I chose my study abroad program accordingly. The pamphlets for the small, personalized program advertised a mandatory home stay program and extensive opportunities to study with real French students at real French universities. So great was the program's emphasis on an integrative experience that every time a student in the program acquired a new French friend, our director, a Parisian woman who could easily have been mistaken for a drag queen, would clutch the uneasy student to her heavily perfumed bosom and squeal, "Mais je suis ravie!"

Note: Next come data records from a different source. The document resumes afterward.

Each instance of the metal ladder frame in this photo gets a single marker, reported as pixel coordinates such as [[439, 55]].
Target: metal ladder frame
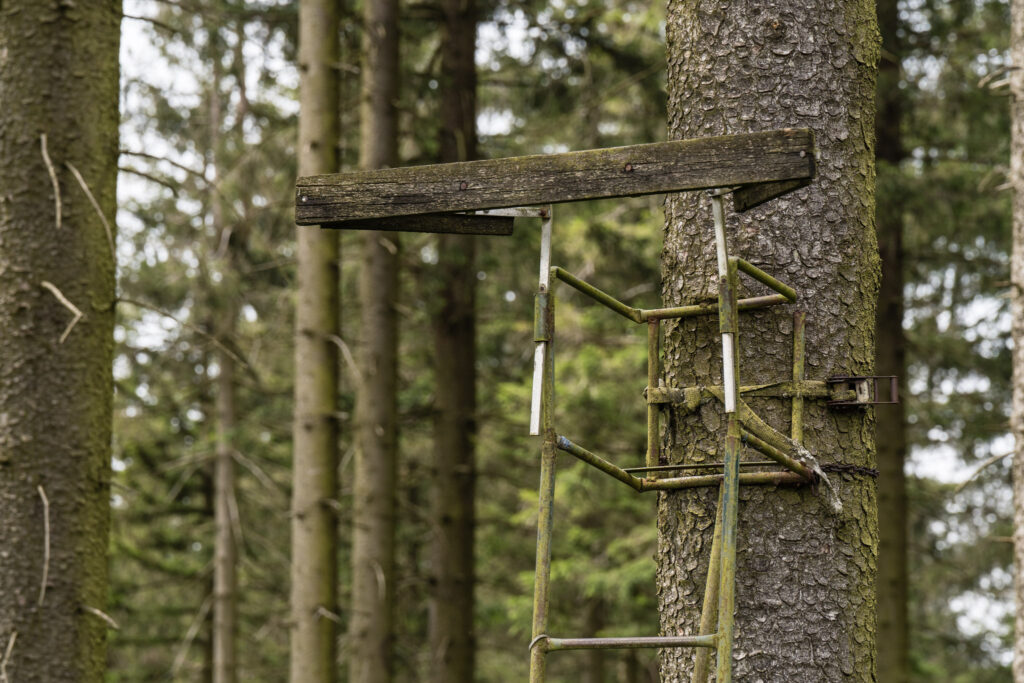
[[743, 426]]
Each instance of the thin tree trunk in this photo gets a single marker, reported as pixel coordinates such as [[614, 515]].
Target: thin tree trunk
[[314, 482], [58, 78], [372, 624], [805, 574], [890, 354], [1017, 278], [452, 639], [225, 557]]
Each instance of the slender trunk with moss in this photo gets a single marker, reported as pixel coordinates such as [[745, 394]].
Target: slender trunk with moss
[[1017, 278], [314, 480], [225, 555], [58, 88], [372, 623], [890, 358], [805, 574], [452, 639]]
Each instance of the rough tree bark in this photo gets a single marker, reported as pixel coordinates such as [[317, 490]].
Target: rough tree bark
[[58, 78], [805, 574], [371, 625], [890, 358], [451, 628], [1017, 279], [314, 482]]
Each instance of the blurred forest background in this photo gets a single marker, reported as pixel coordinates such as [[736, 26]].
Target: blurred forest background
[[208, 152]]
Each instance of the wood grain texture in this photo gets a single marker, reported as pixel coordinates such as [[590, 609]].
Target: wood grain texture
[[444, 222], [644, 169]]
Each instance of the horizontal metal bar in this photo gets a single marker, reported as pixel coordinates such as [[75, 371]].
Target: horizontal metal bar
[[745, 478], [598, 462], [763, 278], [781, 458], [711, 307], [692, 395], [596, 294], [629, 643], [697, 466]]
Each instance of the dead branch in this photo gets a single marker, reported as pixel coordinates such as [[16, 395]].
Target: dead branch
[[46, 545], [52, 289], [6, 657], [103, 615], [53, 179], [94, 203], [988, 461], [186, 642]]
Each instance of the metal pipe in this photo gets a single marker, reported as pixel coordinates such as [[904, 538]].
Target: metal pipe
[[763, 278], [629, 643], [745, 479], [653, 411], [729, 324], [709, 609], [540, 351], [698, 466], [799, 336], [776, 455], [600, 463], [597, 295], [542, 581], [545, 516], [712, 307], [753, 423]]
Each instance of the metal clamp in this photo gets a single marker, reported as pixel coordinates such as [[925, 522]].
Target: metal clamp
[[864, 390]]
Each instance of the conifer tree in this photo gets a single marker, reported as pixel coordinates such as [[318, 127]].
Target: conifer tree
[[314, 485], [372, 622], [805, 590], [58, 154]]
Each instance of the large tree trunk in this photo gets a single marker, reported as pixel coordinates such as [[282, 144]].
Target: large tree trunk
[[805, 574], [58, 78], [314, 482], [891, 345], [372, 624], [452, 640], [1017, 278]]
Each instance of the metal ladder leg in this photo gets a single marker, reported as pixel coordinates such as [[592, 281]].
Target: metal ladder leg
[[728, 324]]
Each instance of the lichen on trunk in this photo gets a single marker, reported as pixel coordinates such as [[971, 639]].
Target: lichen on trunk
[[805, 591]]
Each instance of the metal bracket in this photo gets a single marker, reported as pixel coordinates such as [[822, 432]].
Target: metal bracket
[[864, 390]]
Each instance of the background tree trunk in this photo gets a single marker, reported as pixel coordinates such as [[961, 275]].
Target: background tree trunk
[[805, 574], [890, 357], [58, 78], [314, 483], [371, 626], [452, 640], [1017, 278], [225, 555]]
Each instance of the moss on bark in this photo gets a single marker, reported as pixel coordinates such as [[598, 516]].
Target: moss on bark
[[805, 575]]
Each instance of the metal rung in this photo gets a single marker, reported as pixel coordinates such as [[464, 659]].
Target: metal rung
[[551, 644]]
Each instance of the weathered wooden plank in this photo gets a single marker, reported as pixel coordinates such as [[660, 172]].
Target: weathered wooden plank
[[445, 222], [644, 169]]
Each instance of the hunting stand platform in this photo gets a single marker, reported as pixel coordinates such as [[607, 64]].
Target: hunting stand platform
[[479, 198]]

By the time I was two weeks into the program, I was already walking around the city like I owned the place. Left bank, right bank, sweet crepes, salty crepes, I had it all down. I was just beginning to choose my classes and had just moved in with my host family the day before. I went out late that night with some friends to the "Academie de la Biere" (yes, the Academy of Beer) and caught the last train back to my new neighborhood. Suddenly it dawned on me that I hadn't written down my new street name, even though I knew I was only blocks away. Somehow I was able to come up with the name of a neighboring street and with this meager piece of information, I approached the only other people sill out in the empty streets, two teenage girls. Patiently they listened as I explained my predicament to them in my best French accent: "I'm, uh, lost, where's rue Rondelet?" Patiently they gave me the directions I needed: "Two blocks up, go left at the corner, walk until you see the Macdaux, then take a right." I repeated it back to them, taking great pains to gloss over the one word I hadn't understood, Macdaux, but stumbling over it all the same. Surely I'd catch it if they just spoke a little bit slower. They repeated the directions, then repeated them again, and then again. Macdaux. Mercot? Mandeau? Truffaut?? What the hell, I was never going to get back to the apartment at this rate. Finally, and with that special degree of condescension of which only the French are capable, they spelled it out for me: "MacDo-MacDonald's you idiot. That piece of shit restaurant you Americans brought to our country." MacDo, of course. That piece of shit restaurant that was my country's number one export.
From that moment forward, I felt much more humble walking around the streets of Paris. I bought myself a map and carried it with me at all times. I thanked people profusely when they mistook my nationality for Dutch, for Norwegian, for Spanish. And every so often, when I'd had an especially long day, I'd go to the one place in my neighborhood that was still open, and there I'd enjoy some fries and a chocolate milkshake.